This dissertation proposes a fundamentally different way of monitoring persistent storage. It introduces a monitoring platform based on the modern reality of software defined storage which enables the decoupling of policy from mechanism. The proposed platform is both agentless—meaning it operates external to and independent of the entities it monitors—and scalable—meaning it is designed to address many systems at once with a mixture of operating systems and applications.
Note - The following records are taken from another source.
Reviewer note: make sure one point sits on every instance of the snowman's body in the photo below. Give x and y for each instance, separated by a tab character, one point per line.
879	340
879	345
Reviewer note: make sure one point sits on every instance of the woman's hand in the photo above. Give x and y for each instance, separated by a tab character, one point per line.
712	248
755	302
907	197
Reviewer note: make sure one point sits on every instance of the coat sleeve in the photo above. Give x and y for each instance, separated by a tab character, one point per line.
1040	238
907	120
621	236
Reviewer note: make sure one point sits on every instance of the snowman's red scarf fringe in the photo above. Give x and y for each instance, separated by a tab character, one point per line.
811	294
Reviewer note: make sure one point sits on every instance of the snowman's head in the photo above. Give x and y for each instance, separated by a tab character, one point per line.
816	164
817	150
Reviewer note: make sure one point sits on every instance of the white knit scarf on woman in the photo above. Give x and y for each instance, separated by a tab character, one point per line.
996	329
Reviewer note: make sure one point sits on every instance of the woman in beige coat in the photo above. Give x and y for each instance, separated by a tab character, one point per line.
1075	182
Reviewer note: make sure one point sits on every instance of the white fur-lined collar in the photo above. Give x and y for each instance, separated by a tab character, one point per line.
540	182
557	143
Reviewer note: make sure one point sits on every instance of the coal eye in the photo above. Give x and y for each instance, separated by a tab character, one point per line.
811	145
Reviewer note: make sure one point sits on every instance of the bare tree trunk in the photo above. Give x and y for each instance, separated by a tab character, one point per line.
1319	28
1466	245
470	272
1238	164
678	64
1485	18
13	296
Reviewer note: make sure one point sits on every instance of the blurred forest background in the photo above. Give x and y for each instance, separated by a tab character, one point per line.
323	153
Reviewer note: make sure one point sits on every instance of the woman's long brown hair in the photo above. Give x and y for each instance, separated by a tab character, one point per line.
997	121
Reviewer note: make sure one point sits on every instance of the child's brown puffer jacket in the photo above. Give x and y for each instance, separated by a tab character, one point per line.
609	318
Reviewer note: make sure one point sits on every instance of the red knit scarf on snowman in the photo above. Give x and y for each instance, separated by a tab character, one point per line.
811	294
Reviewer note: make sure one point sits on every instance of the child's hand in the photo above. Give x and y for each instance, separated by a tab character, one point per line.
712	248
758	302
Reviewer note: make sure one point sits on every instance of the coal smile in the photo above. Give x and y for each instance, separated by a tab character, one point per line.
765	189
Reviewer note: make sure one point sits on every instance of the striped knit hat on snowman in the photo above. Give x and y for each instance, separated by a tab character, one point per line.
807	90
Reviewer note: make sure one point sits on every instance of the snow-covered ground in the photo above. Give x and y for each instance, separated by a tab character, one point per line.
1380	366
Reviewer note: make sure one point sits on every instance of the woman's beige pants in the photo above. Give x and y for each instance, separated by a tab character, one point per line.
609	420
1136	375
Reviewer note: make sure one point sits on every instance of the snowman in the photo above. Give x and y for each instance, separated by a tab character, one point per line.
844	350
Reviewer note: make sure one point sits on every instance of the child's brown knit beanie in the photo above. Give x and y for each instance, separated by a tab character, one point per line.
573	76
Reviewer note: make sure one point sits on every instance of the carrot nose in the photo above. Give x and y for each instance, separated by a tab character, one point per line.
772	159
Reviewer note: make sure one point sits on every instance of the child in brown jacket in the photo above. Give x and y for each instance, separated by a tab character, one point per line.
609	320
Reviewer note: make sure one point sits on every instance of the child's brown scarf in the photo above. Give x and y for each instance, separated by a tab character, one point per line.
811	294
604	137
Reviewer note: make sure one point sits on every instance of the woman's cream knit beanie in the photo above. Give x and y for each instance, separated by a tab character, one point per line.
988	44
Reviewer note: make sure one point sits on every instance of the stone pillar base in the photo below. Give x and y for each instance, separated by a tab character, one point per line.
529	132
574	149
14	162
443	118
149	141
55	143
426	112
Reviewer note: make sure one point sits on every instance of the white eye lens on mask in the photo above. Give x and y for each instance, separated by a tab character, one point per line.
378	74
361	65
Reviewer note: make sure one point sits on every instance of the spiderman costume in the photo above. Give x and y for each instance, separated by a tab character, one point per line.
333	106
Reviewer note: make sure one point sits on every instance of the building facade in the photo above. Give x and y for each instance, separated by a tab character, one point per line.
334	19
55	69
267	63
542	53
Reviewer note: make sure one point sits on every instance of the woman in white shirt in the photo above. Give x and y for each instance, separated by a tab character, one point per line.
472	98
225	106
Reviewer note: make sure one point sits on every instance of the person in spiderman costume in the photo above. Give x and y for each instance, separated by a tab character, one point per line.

Concretely, this dissertation focuses on virtualized clouds, but the proposed monitoring platform generalizes to any form of persistent storage.
The core mechanism this dissertation
introduces is called Distributed Streaming Virtual Machine Introspection
(DS-VMI), and it leverages two properties of modern clouds: virtualized servers
managed by hypervisors enabling efficient introspection, and file-level
duplication of data within cloud instances. We explore a new class of
agentless monitoring applications via three interfaces with two different
consistency models: cloud-inotify
(strong consistency), /cloud
(eventual
consistency), and /cloud-history
(strong consistency). cloud-inotify
is a
publish-subscribe interface to cloud-wide file-level updates and it supports
event-based monitoring applications. /cloud
is designed to support
batch-based and legacy monitoring applications by providing a file system
interface to cloud-wide file-level state. /cloud-history
is designed to support
efficient search and management of historic virtual disk state. It leverages
new fast-to-access archival storage systems, and achieves tractable indexing of
file-level history via whole-file deduplication using a novel application of an
incremental hashing construction.